For the past 8 years or so, I have been a part of the annual Beat the Monkey challenge, a collection of March Madness brackets hosted by our immediate church family the River of Life. We all enter our brackets with the sole goal of choosing winners more effectively than the Monkey. It’s a bonus to be better than the other players too. This year, I became the first person to ever lose to the Monkey (as a slight consolation, I was joined by my good friend and bracketologist, Linda, who chose so poorly she lost to the monkey as well).
Who is this Monkey? Here’s a little history of who the Monkey is and how he came about:

About 20 years ago, near the end of the month of March, one Thursday, Friday, Saturday, or Sunday night, my dear friend Kevin exclaimed in frustration, “A Monkey could pick these games better than me!” He said this assuming that a Monkey would have no foundation on which to choose winners of NCAA tournament basketball games, and a headlight clicked on(that’s a lightbuld of an idea in one’s head, not to be confused with the ever cool and useful battery-powered lights attached to headbands and worn especially when camping, or powerful items that illume the road before your car, or any other slang you kids may use these days). The Monkey was born.

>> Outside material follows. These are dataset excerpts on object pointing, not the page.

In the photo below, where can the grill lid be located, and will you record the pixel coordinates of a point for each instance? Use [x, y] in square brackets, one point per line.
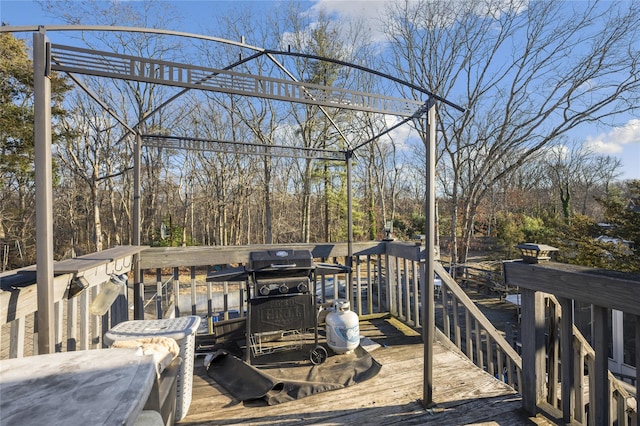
[280, 261]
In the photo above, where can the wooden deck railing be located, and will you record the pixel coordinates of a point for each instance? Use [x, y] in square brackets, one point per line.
[561, 371]
[75, 328]
[385, 279]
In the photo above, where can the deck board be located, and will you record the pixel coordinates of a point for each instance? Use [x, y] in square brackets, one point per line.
[463, 393]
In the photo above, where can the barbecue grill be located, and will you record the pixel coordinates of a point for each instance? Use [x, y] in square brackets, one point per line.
[281, 305]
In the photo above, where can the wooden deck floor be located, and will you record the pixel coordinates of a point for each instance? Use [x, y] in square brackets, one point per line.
[463, 393]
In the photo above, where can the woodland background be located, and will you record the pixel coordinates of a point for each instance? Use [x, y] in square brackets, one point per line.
[508, 170]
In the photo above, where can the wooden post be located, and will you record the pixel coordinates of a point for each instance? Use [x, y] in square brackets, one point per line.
[637, 363]
[533, 350]
[44, 191]
[601, 373]
[428, 320]
[566, 357]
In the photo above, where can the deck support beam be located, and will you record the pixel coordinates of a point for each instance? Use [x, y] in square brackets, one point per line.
[44, 190]
[533, 350]
[428, 307]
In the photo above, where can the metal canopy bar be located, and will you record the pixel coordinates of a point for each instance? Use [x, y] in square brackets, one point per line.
[91, 62]
[245, 148]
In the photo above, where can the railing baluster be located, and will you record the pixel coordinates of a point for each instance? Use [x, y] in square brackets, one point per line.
[468, 329]
[479, 356]
[159, 293]
[444, 298]
[85, 331]
[176, 291]
[194, 301]
[456, 323]
[416, 294]
[16, 338]
[369, 286]
[578, 380]
[94, 323]
[72, 324]
[58, 321]
[490, 364]
[552, 356]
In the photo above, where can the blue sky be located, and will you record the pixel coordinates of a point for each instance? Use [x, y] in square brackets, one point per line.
[621, 140]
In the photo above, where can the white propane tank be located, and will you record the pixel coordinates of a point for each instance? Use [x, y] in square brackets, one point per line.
[343, 328]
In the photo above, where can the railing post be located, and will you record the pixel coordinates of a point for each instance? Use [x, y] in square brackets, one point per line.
[44, 191]
[533, 350]
[566, 357]
[637, 364]
[601, 373]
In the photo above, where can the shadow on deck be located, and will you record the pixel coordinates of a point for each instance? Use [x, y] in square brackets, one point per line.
[463, 393]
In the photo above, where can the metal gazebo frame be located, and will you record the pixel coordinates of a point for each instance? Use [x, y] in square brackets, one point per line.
[73, 60]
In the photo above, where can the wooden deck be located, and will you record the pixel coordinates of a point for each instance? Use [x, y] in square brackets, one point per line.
[463, 393]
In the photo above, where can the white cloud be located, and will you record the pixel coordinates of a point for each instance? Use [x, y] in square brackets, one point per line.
[614, 141]
[370, 12]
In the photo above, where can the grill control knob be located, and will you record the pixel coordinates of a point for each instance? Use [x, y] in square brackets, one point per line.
[264, 290]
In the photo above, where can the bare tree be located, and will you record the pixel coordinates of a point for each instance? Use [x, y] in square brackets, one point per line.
[526, 72]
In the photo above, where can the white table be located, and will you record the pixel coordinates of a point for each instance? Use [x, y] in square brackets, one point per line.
[96, 387]
[183, 331]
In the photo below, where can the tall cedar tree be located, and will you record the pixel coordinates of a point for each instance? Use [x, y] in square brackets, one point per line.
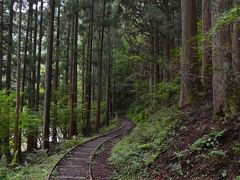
[88, 81]
[189, 31]
[17, 143]
[220, 59]
[236, 56]
[99, 86]
[206, 46]
[73, 91]
[48, 76]
[1, 43]
[56, 75]
[39, 57]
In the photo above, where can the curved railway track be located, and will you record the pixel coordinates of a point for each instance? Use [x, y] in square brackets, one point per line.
[77, 163]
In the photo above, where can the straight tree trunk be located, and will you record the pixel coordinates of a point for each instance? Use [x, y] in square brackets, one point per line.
[188, 65]
[68, 57]
[206, 46]
[220, 59]
[26, 50]
[30, 88]
[48, 76]
[56, 77]
[39, 58]
[166, 48]
[99, 84]
[236, 57]
[108, 79]
[6, 134]
[73, 113]
[156, 54]
[88, 128]
[1, 43]
[35, 57]
[17, 143]
[10, 46]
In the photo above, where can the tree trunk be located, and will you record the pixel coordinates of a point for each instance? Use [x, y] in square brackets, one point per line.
[10, 46]
[166, 48]
[1, 43]
[26, 49]
[30, 89]
[88, 128]
[73, 112]
[48, 76]
[220, 59]
[206, 45]
[16, 138]
[39, 58]
[56, 77]
[156, 54]
[6, 135]
[188, 65]
[99, 87]
[108, 78]
[236, 57]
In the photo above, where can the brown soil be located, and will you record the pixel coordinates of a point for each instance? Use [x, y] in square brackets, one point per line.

Since that day, each year a fully random bracket has been produced in eventfully creative ways, and dubbed “The Monkey.” Some examples of past Monkey brackets... a coin flip for every game; team names drawn from a velvet bag; ask a magic 8-ball the winners; randomly assign a team in the field of 65 to chest hairs on my friend Josh and then pluck them out and measure, the longer hair winning the matchup; and having an African Maasai warrior, who’d never heard of or seen a basketball, choose the winners. In 20 years of such randomness and madness, no real human NCAA fan had ever lost to the Monkey.

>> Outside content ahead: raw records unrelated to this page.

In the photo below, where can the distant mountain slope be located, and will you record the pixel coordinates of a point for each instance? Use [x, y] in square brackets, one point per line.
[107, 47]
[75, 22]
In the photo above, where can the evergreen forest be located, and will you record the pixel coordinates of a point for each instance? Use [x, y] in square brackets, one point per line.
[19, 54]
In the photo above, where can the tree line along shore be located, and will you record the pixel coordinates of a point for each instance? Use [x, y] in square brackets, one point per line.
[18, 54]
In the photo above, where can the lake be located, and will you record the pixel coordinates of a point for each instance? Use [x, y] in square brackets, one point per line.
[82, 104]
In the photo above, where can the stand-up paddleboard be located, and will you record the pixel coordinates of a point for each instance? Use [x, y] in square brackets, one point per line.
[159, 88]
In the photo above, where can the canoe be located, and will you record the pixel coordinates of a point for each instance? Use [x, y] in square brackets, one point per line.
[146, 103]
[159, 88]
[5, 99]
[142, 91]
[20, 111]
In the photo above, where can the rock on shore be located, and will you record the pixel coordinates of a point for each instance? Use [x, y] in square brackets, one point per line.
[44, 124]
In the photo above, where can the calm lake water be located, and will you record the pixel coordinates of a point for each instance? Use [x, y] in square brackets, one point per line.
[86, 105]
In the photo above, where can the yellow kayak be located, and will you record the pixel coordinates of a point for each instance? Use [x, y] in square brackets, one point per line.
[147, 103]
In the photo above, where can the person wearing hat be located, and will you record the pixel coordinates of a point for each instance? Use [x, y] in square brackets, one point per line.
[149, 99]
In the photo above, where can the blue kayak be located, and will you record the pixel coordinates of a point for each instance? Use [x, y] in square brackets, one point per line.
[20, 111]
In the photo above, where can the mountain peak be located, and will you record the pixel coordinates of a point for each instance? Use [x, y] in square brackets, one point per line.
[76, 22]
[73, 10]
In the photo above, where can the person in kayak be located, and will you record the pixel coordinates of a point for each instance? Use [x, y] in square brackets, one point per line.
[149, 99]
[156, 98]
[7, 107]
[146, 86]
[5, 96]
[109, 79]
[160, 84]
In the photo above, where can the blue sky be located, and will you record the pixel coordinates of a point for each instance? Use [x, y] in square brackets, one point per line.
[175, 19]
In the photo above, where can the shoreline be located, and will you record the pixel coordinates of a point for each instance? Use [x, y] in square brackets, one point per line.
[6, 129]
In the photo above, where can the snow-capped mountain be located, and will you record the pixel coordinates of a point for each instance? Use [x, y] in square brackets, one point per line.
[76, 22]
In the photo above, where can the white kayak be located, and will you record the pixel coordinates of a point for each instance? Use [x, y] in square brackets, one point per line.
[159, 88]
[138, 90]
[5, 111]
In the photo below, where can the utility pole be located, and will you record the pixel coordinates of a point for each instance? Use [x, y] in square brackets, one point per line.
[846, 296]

Here’s how this year’s Monkey came about:

1- The 64 teams were placed in random order (www.random.org)

2- 64 actual song titles were selected from "The Monkees"
anthology of works....Including such classics as: Tapioca
Tundra; Randy Scouse Git; Teeny Tiny Gnome; Zilch; Tear the
Top Right Off My Head; and "Don't Listen to Linda” (prophecy?).

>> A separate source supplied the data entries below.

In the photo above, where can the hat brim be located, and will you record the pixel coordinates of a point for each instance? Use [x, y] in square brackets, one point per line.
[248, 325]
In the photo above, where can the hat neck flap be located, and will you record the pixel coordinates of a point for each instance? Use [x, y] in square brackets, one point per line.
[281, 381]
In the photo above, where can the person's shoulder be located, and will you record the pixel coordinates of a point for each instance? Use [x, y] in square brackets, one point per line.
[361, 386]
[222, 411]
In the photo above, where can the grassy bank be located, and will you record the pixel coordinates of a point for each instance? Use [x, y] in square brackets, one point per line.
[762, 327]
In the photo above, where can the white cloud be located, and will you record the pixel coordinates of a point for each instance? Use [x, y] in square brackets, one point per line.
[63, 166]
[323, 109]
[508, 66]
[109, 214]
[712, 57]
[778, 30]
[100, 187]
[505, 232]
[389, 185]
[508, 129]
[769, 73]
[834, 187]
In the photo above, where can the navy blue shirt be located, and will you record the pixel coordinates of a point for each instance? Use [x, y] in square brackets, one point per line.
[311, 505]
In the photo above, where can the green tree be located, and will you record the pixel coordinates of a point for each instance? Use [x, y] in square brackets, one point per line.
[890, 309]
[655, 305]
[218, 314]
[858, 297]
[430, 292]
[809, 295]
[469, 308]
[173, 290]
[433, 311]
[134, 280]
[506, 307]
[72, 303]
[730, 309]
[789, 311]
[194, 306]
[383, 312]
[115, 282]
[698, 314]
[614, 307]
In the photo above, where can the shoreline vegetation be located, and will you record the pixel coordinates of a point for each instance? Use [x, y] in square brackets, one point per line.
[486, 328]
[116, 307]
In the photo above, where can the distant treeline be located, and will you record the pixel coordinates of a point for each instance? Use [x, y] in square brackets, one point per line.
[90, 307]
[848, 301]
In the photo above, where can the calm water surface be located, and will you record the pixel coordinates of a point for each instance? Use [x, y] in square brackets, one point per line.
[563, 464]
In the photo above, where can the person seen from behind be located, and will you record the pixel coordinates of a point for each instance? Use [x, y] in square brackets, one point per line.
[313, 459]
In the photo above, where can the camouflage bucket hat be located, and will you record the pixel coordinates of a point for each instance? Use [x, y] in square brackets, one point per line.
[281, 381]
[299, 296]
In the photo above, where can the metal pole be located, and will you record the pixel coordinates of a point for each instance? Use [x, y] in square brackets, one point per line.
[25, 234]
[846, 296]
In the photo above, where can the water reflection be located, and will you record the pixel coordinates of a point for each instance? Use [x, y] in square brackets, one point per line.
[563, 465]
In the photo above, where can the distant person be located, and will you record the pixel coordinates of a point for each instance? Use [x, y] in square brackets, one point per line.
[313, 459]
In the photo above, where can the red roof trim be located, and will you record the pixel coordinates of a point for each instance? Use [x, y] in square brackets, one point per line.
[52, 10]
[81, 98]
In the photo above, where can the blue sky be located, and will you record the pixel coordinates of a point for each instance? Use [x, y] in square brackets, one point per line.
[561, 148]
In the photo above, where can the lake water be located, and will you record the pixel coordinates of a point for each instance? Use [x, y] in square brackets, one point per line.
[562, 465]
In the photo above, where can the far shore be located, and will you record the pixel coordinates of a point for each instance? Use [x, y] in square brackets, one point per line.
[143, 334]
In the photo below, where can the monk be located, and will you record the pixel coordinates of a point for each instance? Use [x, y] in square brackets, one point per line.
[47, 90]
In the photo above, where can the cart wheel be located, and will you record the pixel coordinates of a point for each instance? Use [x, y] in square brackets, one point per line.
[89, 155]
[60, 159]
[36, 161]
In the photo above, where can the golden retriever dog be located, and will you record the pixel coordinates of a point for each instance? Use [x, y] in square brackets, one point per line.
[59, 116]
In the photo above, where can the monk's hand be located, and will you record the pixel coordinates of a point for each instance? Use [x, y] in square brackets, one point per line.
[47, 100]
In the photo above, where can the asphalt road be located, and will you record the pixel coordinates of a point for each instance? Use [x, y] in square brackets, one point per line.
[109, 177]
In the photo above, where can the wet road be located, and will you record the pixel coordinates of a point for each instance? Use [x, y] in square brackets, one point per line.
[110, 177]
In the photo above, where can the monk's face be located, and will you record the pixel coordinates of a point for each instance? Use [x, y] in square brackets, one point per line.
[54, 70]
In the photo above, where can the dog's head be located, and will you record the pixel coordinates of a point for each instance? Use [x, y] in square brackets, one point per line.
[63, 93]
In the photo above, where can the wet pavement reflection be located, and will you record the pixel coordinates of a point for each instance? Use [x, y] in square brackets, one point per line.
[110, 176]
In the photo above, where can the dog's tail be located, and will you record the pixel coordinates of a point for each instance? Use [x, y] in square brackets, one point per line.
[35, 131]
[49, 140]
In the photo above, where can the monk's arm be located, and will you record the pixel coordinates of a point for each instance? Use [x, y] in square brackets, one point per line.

3- The 64 songs were placed in random order.

4- The Monkey, drained from excitement and anticipation,
took five for a banana break.

5- The randomized list of tournament teams was matched up
with a randomized list of Monkees songs, thereby assigning
a song title to each team, which would serve as the key to
the picks from this point on.

As an example of how this worked, the top 4 seeds were randomly
assigned the following songs:
Kansas: "Tear the Top Right Off My Head"
Kentucky: "Auntie's Municipal Court"
Syracuse: "I Wanna Be Free"
Duke: "Star Collector"
(Cornell was the lucky recipient of "Don't
Listen to Linda")
The complete list of 64 may be obtained upon request to Commissioner Kevin.

6- For each round of tournament picks, the song list was
randomized by the computer. The Monkey then started at the
top of the list and the team whose song showed up on the
list first was declared as a winner to move on to the next
round. The list was then randomized again and the process
was repeated to choose winners for that round, and so on
until a champion was declared.

And so it was. And I got smoked. Way to go Monkey. But I’ve got you next year.
I like to think this was the 2010 March Madness Monkey, he looks like a ringer:
We’re open to ideas for selecting next year’s Monkey (which I vow to destroy). Whatchya got?

*as a side note to the Monkey Madness, I discovered a great way for dealing with telemarketers while typing this: struggle mightily with the language and ask him to repeat every question about 5 times. He gave up on me!